I have a very basic question. I’m trying to rewrite the following R code (from Kaitlin’s MPC code) using hail:

glm(pop_v_path ~ obs_exp + mis_badness3 + obs_exp:mis_badness3 + polyphen2 + obs_exp:polyphen2, data=cleaned_joint_exac_clinvar.scores, family=binomial)

Is there an easy way to write this formula?


My R reading isn’t great: is this a linear regression? Or is this more complicated than that?

I think this is a logistic regression. I saw in the R docs that the : operator has a specific definition for glm:

A specification of the form first:second indicates the set of terms obtained by taking the interactions of all terms in first with all terms in second.

do you know if there is an equivalent for this in python?

Ok, so I think obs_exp:mis_badness3 in R is the same as obs_exp * mis_badness3 in Python. In an R formula, obs_exp * mis_badness3 would translate to the Python obs_exp + mis_badness3 + obs_exp * mis_badness3.

1 Like

thank you!!

hello! circling back to this, is there a way to do a logistic regression in hail? I think these two functions are the most relevant: Hail | Aggregators and Hail | Statistics.

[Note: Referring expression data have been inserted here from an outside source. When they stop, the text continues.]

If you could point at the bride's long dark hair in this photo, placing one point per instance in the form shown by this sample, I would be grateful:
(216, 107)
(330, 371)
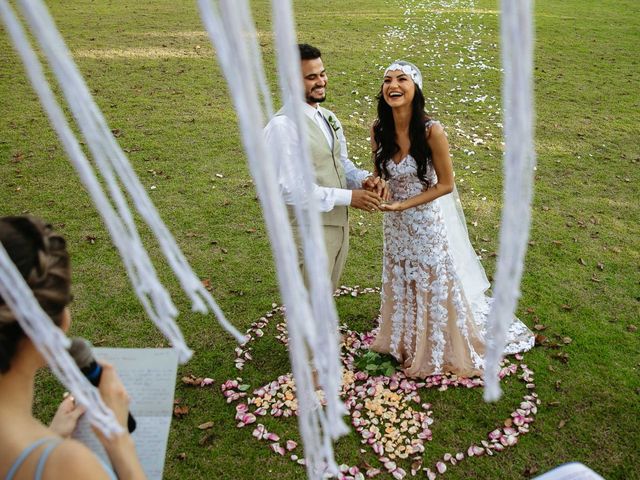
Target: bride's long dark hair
(384, 134)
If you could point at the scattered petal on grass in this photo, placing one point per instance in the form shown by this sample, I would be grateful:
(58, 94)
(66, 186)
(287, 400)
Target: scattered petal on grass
(386, 410)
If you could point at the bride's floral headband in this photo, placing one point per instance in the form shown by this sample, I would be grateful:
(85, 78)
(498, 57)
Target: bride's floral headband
(408, 68)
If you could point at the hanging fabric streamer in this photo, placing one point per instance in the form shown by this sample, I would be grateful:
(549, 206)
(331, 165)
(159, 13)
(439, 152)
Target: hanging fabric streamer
(327, 352)
(115, 168)
(519, 166)
(312, 332)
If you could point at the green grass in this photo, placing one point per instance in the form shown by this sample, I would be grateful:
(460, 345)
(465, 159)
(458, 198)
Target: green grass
(153, 73)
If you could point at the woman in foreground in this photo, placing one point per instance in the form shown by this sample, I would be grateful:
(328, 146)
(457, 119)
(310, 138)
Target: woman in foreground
(433, 311)
(30, 450)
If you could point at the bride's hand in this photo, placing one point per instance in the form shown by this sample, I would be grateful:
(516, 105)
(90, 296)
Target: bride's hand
(392, 207)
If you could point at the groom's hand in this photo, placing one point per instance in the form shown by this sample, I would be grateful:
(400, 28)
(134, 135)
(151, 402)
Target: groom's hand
(365, 200)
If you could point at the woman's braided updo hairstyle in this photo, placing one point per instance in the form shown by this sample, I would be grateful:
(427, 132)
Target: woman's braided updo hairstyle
(41, 257)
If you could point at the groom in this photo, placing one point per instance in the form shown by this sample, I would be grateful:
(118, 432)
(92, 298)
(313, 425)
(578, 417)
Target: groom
(339, 183)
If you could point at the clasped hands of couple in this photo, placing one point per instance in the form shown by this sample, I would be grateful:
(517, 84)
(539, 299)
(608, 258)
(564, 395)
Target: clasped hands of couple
(374, 196)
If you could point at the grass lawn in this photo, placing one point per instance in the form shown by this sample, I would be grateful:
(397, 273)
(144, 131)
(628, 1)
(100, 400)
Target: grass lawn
(153, 72)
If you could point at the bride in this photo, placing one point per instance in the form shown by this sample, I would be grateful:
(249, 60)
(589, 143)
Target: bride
(434, 310)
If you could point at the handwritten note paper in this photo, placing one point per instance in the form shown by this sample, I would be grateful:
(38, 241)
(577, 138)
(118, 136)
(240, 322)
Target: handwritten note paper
(149, 375)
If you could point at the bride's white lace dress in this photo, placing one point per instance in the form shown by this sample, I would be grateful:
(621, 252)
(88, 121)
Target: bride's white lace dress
(427, 322)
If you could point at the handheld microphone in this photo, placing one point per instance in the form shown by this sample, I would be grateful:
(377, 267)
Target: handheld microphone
(80, 351)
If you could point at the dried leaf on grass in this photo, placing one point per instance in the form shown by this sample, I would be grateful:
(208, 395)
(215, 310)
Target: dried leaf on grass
(180, 411)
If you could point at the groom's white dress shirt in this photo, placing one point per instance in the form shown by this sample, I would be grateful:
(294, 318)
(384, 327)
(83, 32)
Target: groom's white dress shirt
(279, 132)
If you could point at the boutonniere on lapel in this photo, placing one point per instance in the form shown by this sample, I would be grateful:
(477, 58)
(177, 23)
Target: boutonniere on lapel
(333, 121)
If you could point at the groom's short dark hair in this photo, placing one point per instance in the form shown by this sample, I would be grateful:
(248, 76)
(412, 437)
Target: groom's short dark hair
(308, 52)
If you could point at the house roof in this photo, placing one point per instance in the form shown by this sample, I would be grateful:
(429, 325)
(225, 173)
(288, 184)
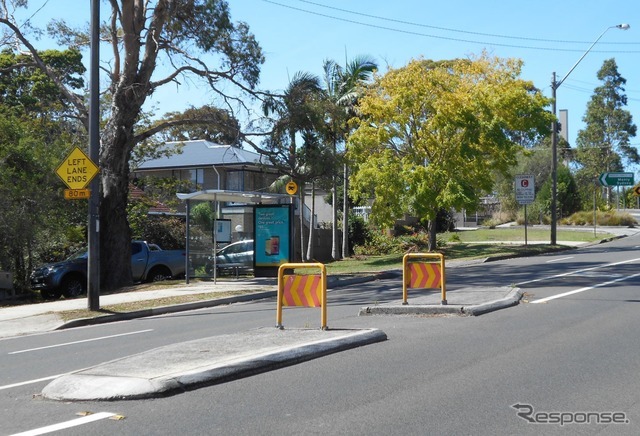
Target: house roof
(235, 196)
(202, 153)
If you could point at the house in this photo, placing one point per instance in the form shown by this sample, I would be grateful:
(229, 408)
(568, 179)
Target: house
(205, 166)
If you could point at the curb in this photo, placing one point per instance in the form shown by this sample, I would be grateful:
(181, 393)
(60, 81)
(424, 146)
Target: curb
(101, 383)
(512, 299)
(82, 322)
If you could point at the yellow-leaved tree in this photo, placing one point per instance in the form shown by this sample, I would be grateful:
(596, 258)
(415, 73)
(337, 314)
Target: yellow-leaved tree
(431, 135)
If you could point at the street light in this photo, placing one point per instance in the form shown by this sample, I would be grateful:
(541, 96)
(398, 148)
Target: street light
(554, 134)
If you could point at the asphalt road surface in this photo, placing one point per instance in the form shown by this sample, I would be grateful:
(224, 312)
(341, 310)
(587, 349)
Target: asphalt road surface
(564, 361)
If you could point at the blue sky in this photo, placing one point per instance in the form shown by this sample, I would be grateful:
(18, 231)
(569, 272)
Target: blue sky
(298, 35)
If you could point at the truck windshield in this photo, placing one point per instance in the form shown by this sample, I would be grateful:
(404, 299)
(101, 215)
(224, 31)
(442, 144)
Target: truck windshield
(82, 254)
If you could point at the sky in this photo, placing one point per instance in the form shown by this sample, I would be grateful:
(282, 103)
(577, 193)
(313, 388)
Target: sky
(549, 36)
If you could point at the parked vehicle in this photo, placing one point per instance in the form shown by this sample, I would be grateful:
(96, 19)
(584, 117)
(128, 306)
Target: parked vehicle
(69, 278)
(233, 257)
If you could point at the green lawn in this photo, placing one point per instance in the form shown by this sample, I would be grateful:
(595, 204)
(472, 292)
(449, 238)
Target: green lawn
(473, 244)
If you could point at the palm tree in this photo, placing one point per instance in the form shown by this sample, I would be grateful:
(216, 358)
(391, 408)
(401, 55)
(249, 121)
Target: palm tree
(342, 88)
(295, 117)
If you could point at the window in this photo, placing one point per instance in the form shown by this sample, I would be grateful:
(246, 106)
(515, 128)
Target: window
(235, 180)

I’m hoping to run a logistic regression in an aggregation (ideally something like hl.agg.logreg), is that possible with the existing functionality? Maybe I’ve missed something in the docs?

I’d appreciate any tips – thanks in advance!

This isn’t possible right now. Fitting a logistic regression a convex optimization problem, and there are no good options for doing this in a single pass over the data (which is what Hail aggregators require). We intend to support doing this on a table, but don’t have a timeline right now.

gotcha, thank you for letting me know!